In Grünheide darf Tesla derweil jährlich bis zu 1,4 Millionen Kubikmeter
Grundwasser verbrauchen. Die Tesla-Fabrik liegt teilweise im
Wasserschutzgebiet, immer wieder kommt es auf dem Fabrikgelände zu
Havarien. Die jetzt erlaubte Fördermenge ist Ergebnis eines neuen
Wasservertrages, zu dem sich Tesla erst nach massiven Protesten
bereiterklärt hat.
Gänzlich in den Schatten gestellt werden diese Beispiele aber durch den
Wasserverbrauch des Braunkohleabbaus der Leag in der Lausitz. Alleine das
Kraftwerk Jänschwalde entnimmt [3][laut dem Brandenburger
Wirtschaftsministerium etwa 45 Millionen Kubikmeter Grundwasser im Jahr] –
das sind fast 10 Prozent des gesamten Brandenburger Wasserverbrauchs. Und
die zehn größten Brandenburger Industriestandorte verbrauchen 109 Millionen
Kubikmeter Wasser – und damit in etwa so viel, wie alle Einwohner:innen
Brandenburgs zusammen.
## Klassenkampf und Wassergerechtigkeit verbinden
Die Beispiele zeigen: Wasser wird im stetig trockener werdenden Berlin und
Brandenburg zu einem umkämpften Gut. Bisher ist das Thema Wasserknappheit
allerdings ein nerdiges Thema, das in kleinen Bürgerinitiativen,
Umweltschutzverbänden und parlamentarischen Fachgremien behandelt wird. Mit
dem Spreefestival, das noch bis Sonntag in Cottbus stattfindet, wollen
Klimaaktivist:innen das ändern.
„Wir wollen eine Wassergerechtigkeitsbewegung entlang der Spree aufbauen –
und dafür die Themen Klassenkampf und Wassergerechtigkeit verknüpfen“, sagt
Pressesprecherin Rebekka Schwarzbach der taz. Drei Tage lang wollen die
Aktivist:innen auf einem Zeltcamp über Wasser als Verteilungsfrage
diskutieren. Das Ziel: nach dem Vorbild der Gruppe „[4][Aufstände der Erde“
in Frankreich] eine breite Wasserbewegung aufzubauen, die die verschiedenen
lokalen Konflikte ums Wasser zusammenführt und zuspitzt.

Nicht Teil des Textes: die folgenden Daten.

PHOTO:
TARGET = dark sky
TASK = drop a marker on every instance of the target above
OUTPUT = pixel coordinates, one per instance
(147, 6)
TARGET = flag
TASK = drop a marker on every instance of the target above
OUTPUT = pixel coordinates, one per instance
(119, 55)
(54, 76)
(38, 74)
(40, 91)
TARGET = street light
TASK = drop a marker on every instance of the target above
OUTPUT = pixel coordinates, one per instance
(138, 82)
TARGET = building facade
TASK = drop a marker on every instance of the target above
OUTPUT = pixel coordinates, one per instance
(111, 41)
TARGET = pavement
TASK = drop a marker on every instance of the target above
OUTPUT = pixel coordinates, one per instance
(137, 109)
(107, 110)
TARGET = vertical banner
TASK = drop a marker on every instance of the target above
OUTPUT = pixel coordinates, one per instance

Unter den Teilnehmenden sind so ziemlich alle Gruppen, die zum Thema aktiv
sind: Neben traditionellen Umweltgruppen sind das etwa Tesla den Hahn
abdrehen oder die Aktivist:innen der Unfreiwilligen Feuerwehr, die das
Kohlekraftwerk Jänschwalde blockiert haben. Auch [5][die neue Berliner
Initiative SOS Spree] ist vertreten, ein Zusammenschluss linker Gruppen,
der am 13. Juni im Treptower Park einen ersten Aktionstag plant – unter
anderem mit einer künstlerischen Prozessinszenierung, bei der die Rechte
der Spree gegenüber der Leag eingeklagt werden sollen.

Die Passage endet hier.